Discover more from Simple, Beautiful Software Development
Help I'm now on call!
What to do if you find yourself responsible for production systems and you're not sure entirely what that means
Let’s imagine for a minute that you suddenly find yourself being asked to go “on-call” for a given production service. You don’t quite know what being “on-call” is, except that many senior engineers do it, which seems necessary. You’re excited that someone asked you to be on-call, but you’re not sure you want to take on that responsibility and are worried about how it will affect your family time.
I have some excellent news: This makes you Perfectly Normal. Being on-call is a weird situation! I’m writing this guide for you, hoping you become more familiar with this responsibility and more ambitious to take it on yourself. It is an excellent way to further your engineering career, learn about production systems, and take responsibility for the customer experience.
I’ve been on call for most of my software engineering career. I’ve gone through many, many iterations — from being “unofficially” on-call (read: always on-call without compensation) to being part of an engineering team that’s set up and is managing a rotation to designing incident response processes to being the “Incident Commander” for a billion dollar European fashion company. I’ve felt almost every part of being on-call, from the “Oh god” moment of breaking production systems, the 3 am “Not this bug again 🤦” drag to the “Oh buddy! Don’t worry, we’ve got this” moment helping a responder recover from their production challenges.
To best prepare for 24x7, we should first understand why an organisation maintains this capability.

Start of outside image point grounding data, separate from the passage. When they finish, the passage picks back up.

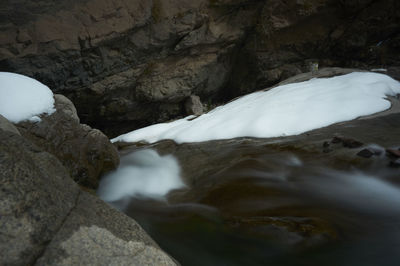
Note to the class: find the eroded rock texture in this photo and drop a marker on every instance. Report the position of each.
(45, 219)
(87, 153)
(126, 64)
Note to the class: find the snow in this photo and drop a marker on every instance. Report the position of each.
(285, 110)
(23, 98)
(143, 173)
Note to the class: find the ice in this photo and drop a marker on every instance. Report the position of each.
(285, 110)
(23, 98)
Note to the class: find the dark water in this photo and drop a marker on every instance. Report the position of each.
(280, 208)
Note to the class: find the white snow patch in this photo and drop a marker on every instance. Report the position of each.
(379, 70)
(23, 98)
(143, 173)
(285, 110)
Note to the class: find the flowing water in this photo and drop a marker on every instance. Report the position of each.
(263, 205)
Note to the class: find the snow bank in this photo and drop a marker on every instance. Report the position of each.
(23, 98)
(285, 110)
(143, 173)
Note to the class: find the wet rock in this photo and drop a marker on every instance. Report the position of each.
(365, 153)
(121, 62)
(347, 142)
(193, 106)
(393, 152)
(87, 153)
(395, 163)
(6, 125)
(47, 220)
(37, 195)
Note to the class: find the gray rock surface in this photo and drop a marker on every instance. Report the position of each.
(123, 63)
(87, 153)
(45, 219)
(128, 64)
(193, 105)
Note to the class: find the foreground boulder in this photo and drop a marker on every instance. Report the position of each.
(45, 219)
(85, 152)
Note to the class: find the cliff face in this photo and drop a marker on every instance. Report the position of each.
(126, 64)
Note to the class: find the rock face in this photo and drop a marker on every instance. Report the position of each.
(126, 64)
(87, 153)
(45, 219)
(290, 35)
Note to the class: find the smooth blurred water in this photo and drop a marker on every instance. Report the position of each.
(278, 208)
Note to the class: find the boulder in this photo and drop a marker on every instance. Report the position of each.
(6, 125)
(45, 219)
(193, 106)
(290, 34)
(124, 64)
(87, 153)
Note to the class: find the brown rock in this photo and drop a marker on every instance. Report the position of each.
(85, 152)
(47, 220)
(193, 106)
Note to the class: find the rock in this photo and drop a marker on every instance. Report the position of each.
(365, 153)
(347, 142)
(393, 152)
(395, 163)
(95, 234)
(45, 219)
(122, 62)
(6, 125)
(37, 195)
(297, 32)
(193, 106)
(85, 152)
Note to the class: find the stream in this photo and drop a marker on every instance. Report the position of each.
(302, 200)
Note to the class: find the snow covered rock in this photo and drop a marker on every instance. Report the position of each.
(23, 98)
(285, 110)
(87, 153)
(47, 220)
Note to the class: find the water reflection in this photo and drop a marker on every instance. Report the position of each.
(279, 208)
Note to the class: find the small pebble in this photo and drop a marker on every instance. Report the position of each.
(365, 153)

All modern software businesses need on-call.
The key to successful on-call is preparation. Figure out your responsibilities, learn the process, figure out your surroundings, understand how to debug and adjust your service in production, understand the significant projects happening and ensure your equipment is prepared.
When the pager goes off, triage the issue. Figure out what is happening through the telemetry you studied earlier, and work with teams around you to figure out an intervention. Try it, and then go on. Be sure to communicate clearly as you’re responding.
When it’s all over, go through the process of learning from your experience. Document the impact, what happened when a causal tree of anything interesting and then a summary for executive readers.
Through preparation, you’ll be fine. Try it!!
You read the TL, DR! That’s basically the critical bit. Want more TLs and DRs? Subscribe now!
The ever-present service offering
Modern internet-based businesses are expected to be available at all hours of the day. In many cases, the time at which the majority of customers are accessing the service is outside the hours of those who are working on that service. A business might serve the vast majority of customers when no one is looking!
This means the riskiest, highest profit period is often when no one is at their desk! And if something breaks, the business is burning trust with far more customers than might have happened during the day. This is an untenable outcome for many companies; they will not survive burning their customer's trust in this way. Given this, it is essential to have someone tasked with responding to issues as they’re reported. As a result, if a business's customer group is primarily anchored around business hours, it's often not worth maintaining the 24x7 capability. It might still be worth having an on-call team — but one that operates close to business ours (e.g. 08:00→ 18:00).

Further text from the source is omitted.